Speaking at the Second International Genome Editing Summit in Hong Kong on Nov. 28, Harvard Medical School Dean George Daley made the case for ethical uses of germline editing. Daley said He’s recklessness should not derail other scientists.
“Just because the first steps were missteps doesn’t mean that we shouldn’t step back, restart, and think about a plausible and responsible path for clinical translation,” Daley said.
Potential upgrades
Geneticists studying human DNA tend to focus on harmful mutations, but some appear to have beneficial effects.
“There are plenty of people walking around with apparent normal function who are lacking CCR5,” says David Nelson, president of the American Society of Human Genetics and professor of molecular and human genetics at Baylor College of Medicine.
It’s possible that recreating other helpful genetic mutations could effectively upgrade the human genome, yielding healthier individuals and eventually, whole populations.
One is PCSK9. Scientists have been interested in this gene as a drug target because some people with mutations have low cholesterol. The idea is, if a drug were to interfere with PCSK9 and reduce the amount of protein it makes, it would cut cholesterol. Mimicking the naturally-occurring PCSK9 mutation before birth using CRISPR hypothetically could protect individuals from high cholesterol throughout their lives, reducing the risk of heart disease.
Another beneficial genetic variant that might be copied with genome editing occurs in the APP gene. This gene carries instructions to make amyloid, the protein that builds up in the brains of people with Alzheimer’s disease. A mutation found in Icelandic and Scandinavian populations protects against Alzheimer’s. This variant, A673T, is rare: Only about 0.5 percent of Icelanders and 0.2 to 0.5 percent of Finns, Swedes, and Norwegians have it. Editing it into the germline could potentially cut the risk of Alzheimer’s among a broader population.
People with a mutation in the FUT2 gene are much less likely to get norovirus, a highly contagious virus that’s notorious for causing bouts of vomiting and diarrhea on holiday cruises. About 30 percent of people of European ancestry and 20 percent of those of African ancestry carry this variant. The mutation doesn’t appear to be completely protective, and norovirus isn’t life-threatening. Would humanity be better off with fewer cases of the cruise-ship virus?
Features or bugs?
Other mutations are known to bestow health benefits but also bring their own problems. For example, mutations in the NPC1 gene confer resistance to Ebola but cause a subtype of Niemann-Pick disease, a serious metabolic disorder. And mutations in the G6PD gene seem to protect against malaria but also cause anemia. So, while these genetic variants might have nominal benefits, the side effects — in some cases, lifelong diseases — almost certainly outweigh the potential advantages.
“Even if you think you’re making a very simple mutation, there could be effects that we didn’t intend,” Nelson says.

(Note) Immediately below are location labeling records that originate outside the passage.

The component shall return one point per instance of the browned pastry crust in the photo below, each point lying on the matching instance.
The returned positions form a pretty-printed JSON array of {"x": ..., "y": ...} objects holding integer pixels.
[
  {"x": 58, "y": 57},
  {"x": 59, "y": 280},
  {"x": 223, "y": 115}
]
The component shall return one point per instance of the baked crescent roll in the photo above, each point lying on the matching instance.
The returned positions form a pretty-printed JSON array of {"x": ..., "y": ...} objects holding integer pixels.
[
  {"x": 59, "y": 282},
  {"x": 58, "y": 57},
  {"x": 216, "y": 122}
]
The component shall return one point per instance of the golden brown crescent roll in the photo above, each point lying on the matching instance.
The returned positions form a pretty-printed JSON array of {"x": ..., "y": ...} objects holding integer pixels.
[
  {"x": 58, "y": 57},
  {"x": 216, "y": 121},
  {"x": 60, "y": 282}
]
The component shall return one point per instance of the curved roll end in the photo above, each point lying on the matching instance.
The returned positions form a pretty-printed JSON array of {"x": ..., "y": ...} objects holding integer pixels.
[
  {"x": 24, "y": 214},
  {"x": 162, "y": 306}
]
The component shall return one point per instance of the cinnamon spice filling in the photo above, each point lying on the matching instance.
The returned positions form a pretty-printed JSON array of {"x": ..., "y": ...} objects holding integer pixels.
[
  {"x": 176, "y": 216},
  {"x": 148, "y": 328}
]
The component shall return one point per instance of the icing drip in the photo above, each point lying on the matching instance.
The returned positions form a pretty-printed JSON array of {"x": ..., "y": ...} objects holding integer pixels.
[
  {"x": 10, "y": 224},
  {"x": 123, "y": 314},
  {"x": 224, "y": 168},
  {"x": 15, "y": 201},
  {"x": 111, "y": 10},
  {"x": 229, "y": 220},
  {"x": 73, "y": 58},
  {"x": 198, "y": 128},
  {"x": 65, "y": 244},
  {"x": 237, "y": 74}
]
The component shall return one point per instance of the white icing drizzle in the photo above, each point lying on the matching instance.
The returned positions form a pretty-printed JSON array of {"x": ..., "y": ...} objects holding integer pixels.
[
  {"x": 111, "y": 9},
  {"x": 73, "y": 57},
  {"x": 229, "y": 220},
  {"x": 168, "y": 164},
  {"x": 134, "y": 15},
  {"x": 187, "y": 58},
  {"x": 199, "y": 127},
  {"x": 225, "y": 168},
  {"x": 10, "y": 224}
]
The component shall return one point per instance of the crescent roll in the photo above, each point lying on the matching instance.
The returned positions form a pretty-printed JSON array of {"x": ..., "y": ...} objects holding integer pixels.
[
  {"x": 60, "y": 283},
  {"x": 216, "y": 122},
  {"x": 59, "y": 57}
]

He Jiankui is the first to set foot in this messy landscape. It’s not yet clear that his experiment worked well — or at all. The protective mutation in the CCR5gene involves a change in 32 base pairs of DNA, and whether He created that exact mutation is unknown. It’s not certain that either of the engineered twins is actually HIV-resistant, and one reportedly carries both altered and unaltered cells, a condition known as mosaicism.
A larger question is whether germline editing of certain genes can improve on natural selection. Time spans measured in thousands of years may be necessary to fully evaluate the tradeoffs.